Background: Acute encephalitis with refractory, repetitive partial seizures (AERRPS) is a new epileptic syndrome described by Sakuma in Japan in 2001. The clinical manifestations, neuroimaging findings and outcome of AERRPS in Taiwan have not been reported.
Methods: From 2000 to 2006, we collected cases that fulfilled the diagnostic criteria of AERRPS and analyzed the clinical course, virology, medication, electroencephalographic findings, neuroimaging characters and prognosis retrospectively.

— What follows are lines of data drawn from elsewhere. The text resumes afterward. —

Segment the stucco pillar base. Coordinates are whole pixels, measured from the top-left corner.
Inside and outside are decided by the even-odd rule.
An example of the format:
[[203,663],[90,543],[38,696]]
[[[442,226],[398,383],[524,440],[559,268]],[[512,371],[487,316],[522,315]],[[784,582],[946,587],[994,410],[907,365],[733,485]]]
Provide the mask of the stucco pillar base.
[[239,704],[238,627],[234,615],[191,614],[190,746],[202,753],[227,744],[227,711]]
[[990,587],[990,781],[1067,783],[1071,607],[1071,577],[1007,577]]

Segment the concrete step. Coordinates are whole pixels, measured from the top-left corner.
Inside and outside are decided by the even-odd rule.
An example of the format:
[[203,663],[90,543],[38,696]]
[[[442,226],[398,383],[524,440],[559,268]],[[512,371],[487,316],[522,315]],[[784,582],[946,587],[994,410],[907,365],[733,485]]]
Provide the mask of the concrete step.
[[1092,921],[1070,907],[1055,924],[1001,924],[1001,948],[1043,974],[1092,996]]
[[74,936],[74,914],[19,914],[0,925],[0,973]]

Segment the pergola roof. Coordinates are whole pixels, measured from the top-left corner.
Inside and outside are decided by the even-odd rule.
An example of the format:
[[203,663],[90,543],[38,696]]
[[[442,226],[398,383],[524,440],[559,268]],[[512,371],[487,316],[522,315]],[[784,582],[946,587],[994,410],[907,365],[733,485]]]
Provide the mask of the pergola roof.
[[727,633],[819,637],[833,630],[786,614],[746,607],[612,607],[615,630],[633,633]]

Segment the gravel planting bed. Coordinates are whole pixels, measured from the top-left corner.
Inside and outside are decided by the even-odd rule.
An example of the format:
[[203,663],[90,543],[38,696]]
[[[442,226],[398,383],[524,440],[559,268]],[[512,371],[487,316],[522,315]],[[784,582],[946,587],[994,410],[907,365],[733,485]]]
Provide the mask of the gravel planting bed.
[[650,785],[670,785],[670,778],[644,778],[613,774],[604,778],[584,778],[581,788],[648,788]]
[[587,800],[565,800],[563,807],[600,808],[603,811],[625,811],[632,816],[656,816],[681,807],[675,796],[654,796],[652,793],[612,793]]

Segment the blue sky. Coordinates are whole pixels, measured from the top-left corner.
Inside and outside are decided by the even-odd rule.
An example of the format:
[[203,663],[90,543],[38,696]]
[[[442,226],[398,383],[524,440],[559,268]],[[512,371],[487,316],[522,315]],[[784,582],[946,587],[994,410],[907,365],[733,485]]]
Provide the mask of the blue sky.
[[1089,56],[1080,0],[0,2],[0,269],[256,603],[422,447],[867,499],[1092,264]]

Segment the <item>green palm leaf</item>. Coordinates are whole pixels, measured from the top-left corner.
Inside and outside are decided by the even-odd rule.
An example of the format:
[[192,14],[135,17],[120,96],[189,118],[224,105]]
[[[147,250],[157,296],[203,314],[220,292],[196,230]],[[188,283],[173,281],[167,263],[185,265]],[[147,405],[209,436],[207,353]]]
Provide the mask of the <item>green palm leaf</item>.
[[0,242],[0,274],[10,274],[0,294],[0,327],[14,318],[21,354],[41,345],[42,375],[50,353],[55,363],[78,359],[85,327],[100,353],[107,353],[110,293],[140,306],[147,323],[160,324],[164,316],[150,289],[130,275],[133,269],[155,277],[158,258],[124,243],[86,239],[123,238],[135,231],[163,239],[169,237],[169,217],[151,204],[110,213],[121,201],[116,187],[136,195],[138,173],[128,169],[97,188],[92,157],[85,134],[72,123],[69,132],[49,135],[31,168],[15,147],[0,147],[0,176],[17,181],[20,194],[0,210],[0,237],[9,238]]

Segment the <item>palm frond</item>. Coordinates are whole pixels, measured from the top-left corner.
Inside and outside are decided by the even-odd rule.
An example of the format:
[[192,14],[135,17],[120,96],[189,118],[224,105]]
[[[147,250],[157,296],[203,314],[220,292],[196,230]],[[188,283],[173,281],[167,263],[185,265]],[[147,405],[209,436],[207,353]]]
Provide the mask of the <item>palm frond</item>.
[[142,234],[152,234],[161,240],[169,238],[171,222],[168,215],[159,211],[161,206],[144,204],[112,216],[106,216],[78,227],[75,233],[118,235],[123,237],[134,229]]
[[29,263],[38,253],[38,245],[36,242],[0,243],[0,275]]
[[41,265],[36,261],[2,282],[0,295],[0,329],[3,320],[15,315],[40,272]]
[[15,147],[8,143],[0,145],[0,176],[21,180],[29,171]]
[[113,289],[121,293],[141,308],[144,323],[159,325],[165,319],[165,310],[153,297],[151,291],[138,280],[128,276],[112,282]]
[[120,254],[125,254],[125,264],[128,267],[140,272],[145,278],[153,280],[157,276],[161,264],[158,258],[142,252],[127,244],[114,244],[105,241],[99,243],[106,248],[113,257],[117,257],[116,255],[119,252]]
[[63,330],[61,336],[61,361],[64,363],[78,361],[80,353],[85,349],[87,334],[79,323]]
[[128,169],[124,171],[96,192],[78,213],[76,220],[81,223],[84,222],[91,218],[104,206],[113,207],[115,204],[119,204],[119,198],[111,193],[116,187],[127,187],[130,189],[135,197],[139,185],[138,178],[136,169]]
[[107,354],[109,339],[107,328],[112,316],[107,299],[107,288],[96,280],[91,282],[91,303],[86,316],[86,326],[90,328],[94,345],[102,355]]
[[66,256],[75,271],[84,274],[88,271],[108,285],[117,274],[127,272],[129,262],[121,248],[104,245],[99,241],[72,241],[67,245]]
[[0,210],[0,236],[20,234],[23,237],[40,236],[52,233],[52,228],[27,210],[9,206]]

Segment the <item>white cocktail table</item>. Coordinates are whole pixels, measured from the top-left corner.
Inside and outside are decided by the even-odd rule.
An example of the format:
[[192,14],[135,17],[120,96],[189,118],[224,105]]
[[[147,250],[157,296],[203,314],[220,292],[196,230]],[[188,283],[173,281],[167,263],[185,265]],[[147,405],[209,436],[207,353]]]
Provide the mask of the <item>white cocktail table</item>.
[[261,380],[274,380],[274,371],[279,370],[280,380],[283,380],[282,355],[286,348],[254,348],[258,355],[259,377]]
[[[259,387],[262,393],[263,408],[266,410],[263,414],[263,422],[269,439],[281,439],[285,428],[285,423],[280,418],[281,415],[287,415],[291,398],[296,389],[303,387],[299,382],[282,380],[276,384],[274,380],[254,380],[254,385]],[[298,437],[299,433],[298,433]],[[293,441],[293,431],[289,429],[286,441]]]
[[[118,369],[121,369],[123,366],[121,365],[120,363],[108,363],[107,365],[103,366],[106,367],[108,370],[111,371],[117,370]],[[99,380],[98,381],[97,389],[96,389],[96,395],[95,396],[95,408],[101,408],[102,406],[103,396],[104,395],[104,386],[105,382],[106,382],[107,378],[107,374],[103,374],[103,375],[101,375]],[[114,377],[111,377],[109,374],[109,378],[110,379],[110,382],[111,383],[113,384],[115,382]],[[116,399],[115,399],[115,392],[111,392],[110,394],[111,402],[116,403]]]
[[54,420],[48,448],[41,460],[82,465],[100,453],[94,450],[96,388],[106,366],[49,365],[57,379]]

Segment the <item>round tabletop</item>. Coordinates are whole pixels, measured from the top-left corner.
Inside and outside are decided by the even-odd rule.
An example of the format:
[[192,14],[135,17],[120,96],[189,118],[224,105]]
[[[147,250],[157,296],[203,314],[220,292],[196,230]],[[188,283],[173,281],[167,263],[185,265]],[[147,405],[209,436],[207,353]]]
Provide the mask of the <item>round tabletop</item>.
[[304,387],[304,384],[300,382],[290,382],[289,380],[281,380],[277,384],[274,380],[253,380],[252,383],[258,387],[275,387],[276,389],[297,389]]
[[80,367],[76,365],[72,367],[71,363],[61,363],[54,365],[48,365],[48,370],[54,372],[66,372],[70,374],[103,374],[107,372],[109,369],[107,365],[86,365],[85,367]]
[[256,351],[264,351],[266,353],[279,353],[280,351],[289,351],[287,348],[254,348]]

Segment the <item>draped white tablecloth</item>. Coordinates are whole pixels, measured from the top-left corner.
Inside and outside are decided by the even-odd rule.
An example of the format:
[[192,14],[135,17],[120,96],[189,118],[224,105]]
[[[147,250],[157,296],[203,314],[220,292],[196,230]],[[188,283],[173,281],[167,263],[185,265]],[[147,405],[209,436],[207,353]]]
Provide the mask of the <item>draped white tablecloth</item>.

Results: Fourteen children aged from 1 year and 2 months to 15 years and 6 months were enrolled. They presented with prodromic symptoms including fever (n=13, 92.9%), upper respiratory tract infection symptoms (n=12, 85.7%) and gastrointestinal tract discomfort (n=6, 42.9%). Seizures occurred 3-14 days after antecedent symptoms with patterns of generalized tonic-clonic seizures, focal seizures or myoclonic seizures. The seizures were refractory to combinations of antiepileptic drugs (AEDs). Prolonged fever (n=14, 100.0%), hypersensitivity to AEDs (n=11, 78.6%) and liver function impairment (n=8, 57.1%) were noted during the period of hospitalization. The follow-up EEG findings were similar to those of initial findings including epileptiform discharges and/or generalized background slow waves. Initial brain MRI scans were normal but later showed focal or multifocal abnormal signal intensity followed by generalized brain atrophy in more than 50% of cases. The general prognosis was poor with variable psychomotor retardation and persistence of refractory epileptic seizures.
Conclusions: The similarities of the clinical features support AERRPS as a new epileptic syndrome. More study is needed to specify the etiology of the syndrome as the first step for more effective treatment.